Neil Jonathan Freedman

Professor of Medicine

Our work focuses on atherosclerosis-related signal transduction and the genetic bases of atherosclerosis and vein graft failure, both in vitro and in vivo. We investigate the regulation of receptor protein tyrosine kinases by G protein-coupled receptor kinases (GRKs), and the role of GRKs and β-arrestins in atherosclerosis; the role of tumor necrosis factor and its receptors in atherosclerosis; and the role of the dual Rho-GEF kalirin in atherosclerosis. For in vivo modeling of atherosclerosis and neointimal hyperplasia, we use mouse carotid artery bypass grafting with either veins or arteries from gene-deleted or congenic wild type mice, as well as aortic atherosclerosis studies and bone marrow transplantation. To study receptor phosphorylation, signal transduction, and intracellular trafficking, we employ primary smooth muscle cells, endothelial cells, and macrophages derived from knockout mice or treated with RNA interference.

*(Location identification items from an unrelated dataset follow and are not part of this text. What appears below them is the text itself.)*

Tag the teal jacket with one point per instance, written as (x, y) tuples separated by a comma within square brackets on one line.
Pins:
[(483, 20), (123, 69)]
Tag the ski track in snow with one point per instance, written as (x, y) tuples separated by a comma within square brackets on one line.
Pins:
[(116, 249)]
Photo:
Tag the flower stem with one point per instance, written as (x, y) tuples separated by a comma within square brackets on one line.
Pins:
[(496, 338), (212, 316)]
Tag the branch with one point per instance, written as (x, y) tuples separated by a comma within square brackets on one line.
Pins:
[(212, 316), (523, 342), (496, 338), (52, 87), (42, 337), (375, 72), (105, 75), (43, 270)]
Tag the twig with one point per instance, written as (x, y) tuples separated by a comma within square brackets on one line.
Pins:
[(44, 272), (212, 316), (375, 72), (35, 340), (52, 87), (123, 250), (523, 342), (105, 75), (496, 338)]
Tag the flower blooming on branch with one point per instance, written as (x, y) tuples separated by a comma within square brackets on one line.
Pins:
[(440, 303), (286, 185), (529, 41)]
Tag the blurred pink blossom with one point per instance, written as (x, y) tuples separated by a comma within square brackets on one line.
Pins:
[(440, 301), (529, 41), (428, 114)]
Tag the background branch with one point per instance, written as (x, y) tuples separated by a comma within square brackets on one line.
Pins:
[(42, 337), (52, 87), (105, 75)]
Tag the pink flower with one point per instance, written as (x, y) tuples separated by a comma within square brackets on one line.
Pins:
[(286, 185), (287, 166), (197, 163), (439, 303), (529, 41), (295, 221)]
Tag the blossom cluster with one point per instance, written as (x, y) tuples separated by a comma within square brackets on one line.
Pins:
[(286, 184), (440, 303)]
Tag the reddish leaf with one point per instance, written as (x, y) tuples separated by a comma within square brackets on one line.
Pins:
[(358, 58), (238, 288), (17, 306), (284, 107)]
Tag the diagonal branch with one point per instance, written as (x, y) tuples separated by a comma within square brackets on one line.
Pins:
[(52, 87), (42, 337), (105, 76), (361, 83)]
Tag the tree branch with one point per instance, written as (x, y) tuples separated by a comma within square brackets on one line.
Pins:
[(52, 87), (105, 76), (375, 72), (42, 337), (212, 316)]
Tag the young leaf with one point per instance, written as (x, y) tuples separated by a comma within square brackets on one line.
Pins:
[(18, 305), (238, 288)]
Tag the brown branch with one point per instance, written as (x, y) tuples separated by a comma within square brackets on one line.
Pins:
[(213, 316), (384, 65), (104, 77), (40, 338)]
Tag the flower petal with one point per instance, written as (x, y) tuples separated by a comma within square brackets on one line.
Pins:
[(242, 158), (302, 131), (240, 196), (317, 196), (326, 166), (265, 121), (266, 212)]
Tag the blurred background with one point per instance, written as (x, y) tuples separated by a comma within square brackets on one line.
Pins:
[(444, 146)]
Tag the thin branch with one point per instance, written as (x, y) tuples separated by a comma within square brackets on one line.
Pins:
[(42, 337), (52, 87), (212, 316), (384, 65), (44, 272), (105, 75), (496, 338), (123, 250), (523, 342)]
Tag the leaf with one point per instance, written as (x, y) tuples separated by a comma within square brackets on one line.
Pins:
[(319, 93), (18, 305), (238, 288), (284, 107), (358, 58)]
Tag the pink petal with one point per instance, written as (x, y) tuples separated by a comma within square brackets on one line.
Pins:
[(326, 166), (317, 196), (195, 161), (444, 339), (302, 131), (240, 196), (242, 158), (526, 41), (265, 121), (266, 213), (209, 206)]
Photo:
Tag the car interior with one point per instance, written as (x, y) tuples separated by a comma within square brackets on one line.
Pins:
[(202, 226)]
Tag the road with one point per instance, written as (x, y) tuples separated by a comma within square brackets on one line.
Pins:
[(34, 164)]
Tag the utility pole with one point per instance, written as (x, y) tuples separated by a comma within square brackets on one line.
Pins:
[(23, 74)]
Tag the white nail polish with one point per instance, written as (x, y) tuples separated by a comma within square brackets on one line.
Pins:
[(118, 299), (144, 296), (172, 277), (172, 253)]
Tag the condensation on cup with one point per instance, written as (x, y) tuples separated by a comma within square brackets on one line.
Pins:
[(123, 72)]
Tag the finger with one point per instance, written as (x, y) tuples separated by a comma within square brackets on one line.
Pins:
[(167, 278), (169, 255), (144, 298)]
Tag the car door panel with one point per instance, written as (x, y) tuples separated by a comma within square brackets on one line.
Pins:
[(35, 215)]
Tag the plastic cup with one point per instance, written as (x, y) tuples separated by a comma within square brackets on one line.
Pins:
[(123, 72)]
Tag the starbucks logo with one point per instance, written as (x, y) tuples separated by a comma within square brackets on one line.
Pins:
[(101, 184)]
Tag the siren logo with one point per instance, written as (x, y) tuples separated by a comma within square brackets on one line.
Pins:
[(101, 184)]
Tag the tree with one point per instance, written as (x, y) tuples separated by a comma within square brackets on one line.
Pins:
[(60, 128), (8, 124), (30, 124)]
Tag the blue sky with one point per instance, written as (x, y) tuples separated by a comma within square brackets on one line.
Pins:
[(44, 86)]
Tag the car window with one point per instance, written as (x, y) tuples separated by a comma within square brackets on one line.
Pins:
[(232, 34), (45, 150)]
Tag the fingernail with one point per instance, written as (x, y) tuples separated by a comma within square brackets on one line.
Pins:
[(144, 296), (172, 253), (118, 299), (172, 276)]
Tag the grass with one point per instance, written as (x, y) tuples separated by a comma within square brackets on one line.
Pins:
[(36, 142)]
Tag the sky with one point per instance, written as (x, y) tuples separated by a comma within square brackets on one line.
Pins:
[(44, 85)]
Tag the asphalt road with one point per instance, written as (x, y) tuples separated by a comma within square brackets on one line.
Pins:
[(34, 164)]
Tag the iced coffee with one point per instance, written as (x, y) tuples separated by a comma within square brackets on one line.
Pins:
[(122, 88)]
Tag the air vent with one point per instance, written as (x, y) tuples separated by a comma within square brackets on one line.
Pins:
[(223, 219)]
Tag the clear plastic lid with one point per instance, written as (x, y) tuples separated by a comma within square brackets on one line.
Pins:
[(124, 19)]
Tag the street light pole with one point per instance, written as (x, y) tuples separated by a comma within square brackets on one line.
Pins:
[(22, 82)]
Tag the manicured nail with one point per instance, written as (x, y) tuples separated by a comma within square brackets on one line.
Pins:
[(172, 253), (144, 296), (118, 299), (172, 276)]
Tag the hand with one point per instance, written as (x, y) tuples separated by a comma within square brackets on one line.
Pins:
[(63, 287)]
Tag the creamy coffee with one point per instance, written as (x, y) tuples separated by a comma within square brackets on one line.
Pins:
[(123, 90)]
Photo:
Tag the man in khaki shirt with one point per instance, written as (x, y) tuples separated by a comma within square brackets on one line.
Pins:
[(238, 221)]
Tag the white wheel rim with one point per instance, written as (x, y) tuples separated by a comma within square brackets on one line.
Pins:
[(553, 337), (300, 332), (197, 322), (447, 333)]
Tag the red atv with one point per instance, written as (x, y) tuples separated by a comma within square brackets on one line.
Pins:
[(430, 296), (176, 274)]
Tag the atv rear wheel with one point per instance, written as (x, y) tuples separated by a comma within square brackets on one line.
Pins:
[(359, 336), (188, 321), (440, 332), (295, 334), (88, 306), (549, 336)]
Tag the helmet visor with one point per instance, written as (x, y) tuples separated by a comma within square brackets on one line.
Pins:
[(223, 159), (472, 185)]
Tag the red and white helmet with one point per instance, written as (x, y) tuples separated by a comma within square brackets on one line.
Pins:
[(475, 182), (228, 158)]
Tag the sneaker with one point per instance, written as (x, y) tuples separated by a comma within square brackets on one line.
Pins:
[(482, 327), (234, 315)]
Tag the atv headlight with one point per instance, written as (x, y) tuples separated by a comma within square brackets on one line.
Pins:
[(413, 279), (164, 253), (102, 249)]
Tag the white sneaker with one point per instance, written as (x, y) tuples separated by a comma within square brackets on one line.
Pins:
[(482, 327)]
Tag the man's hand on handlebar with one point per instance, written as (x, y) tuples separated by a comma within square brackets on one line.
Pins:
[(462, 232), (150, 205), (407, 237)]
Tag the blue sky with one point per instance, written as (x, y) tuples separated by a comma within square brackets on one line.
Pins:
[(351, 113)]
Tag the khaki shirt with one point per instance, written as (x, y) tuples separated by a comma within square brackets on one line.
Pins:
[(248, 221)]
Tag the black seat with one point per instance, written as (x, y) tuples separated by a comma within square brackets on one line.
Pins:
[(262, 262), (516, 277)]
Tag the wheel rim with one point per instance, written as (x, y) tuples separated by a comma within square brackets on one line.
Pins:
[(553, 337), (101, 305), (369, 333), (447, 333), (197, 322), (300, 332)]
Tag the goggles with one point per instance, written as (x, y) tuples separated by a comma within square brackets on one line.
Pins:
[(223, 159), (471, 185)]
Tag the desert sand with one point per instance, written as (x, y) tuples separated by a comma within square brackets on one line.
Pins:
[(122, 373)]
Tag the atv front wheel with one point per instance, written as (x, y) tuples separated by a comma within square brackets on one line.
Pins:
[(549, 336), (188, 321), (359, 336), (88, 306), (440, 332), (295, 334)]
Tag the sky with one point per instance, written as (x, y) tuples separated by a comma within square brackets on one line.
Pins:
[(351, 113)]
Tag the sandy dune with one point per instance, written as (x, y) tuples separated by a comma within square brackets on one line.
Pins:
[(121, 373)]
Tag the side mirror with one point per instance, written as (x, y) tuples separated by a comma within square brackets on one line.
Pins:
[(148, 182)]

Key Words: atherosclerosis, G protein-coupled receptor kinases, arrestins, desensitization, phosphorylation, platelet-derived growth factor receptors, receptor protein tyrosine kinases, smooth muscle cells, neointimal hyperplasia, Rho-GEF.

Zhang

Lisheng Zhang

Assistant Professor in Medicine

My research efforts involves studying the pathogenesis of vein graft neointimal hyperplasia and atherosclerosis.
The greatest amount of my time in the past years has been devoted to developing and characterizing our interposition vein graft model in mice. This model allows us to use IVC to carotid artery transplants between congenic mice. These transplants allow us to ask the questions about which gene products contribute to the pathogenesis of vein graft disease. In addition, I have used carotid artery to carotid artery transplants to study the role of TNF receptors in atherosclerosis. For these studies, we have used apolipoprotein E-deficient mice as graft recipients.
By using mouse vein graft model we demonstrate that most of the neointimal cells in vein grafts originate from cellular pools outside of the vein graft at the time of its implantation. The importance of this work relates to our persistent inability to treat vein graft disease in human beings. The second work demonstrates that expression of the tumor necrosis factor receptor-1, even in just in the vein graft cells themselves, contributes to the pathogenesis of vein graft neointimal hyperplasia. In this project, I surgically created chimeric mice to demonstrate molecular mechanisms by which the tumor necrosis factor receptor-1 aggravates neointimal hyperplasia, a process that is believed to lay the foundation for accelerated atherosclerosis in vein grafts.
I have also adapted my vein graft procedure in mice to ask questions about the arterial wall’s role in atherosclerosis. This atherosclerosis model involves making carotid interposition grafts not with veins, but with the carotid artery of congenic mice, and placing them into the carotid artery of spontaneously atherogenic mice that are deficient in apolipoprotein E.
I plan to continue our studies related to the role of inflammatory cytokine receptors in neointimal hyperplasia and atherosclerosis. In addition, I envision extending this work with the surgical models I have created in mice.

Sketch

Michael Hugh Sketch

Professor of Medicine

My current research interests are focused in the area of diagnostic and interventional cardiac catheterization. In the arena of diagnostic cardiac catheterization, I am currently evaluating the role of Prostaglandin E1 in the prevention of contrast induced renal dysfunction. In the arena of interventional cardiac catheterization, I have been actively involved in both the development and subsequent determination of potential niches for new interventional technologies in the management of coronary artery disease. These interventional technologies include balloon angioplasty, the perfusion balloon catheter, transluminal extraction catheter, and several intracoronary stents.

Newgard

Christopher Bang Newgard

W. David and Sarah W. Stedman Distinguished Professor of Nutrition in the School of Medicine

Over its 16 year history, our laboratory has investigated mechanisms of metabolic regulation and fuel homeostasis in mammalian systems. Major projects include: 1) Mechanisms involved in regulation of insulin secretion from pancreatic islet β-cells by glucose and other metabolic fuels; 2) Development of methods for protection of β-cells against immune-mediated damage; 3) Studies on spatial organization and regulation of systems controlling hepatic glucose balance; 4) Studies on the mechanisms involved in lipid-induced impairment of insulin secretion and action in diabetes.

Gregory

Simon Gray Gregory

Professor in Neurosurgery

Dr. Gregory is a tenured Professor and Director of the Brain Tumor Omics Program (BTOP) in the Duke Department of Neurosurgery, the Vice Chair of Research in the Department of Neurology, and Director of the Molecular Genomics Core at the Duke Molecular Physiology Institute. 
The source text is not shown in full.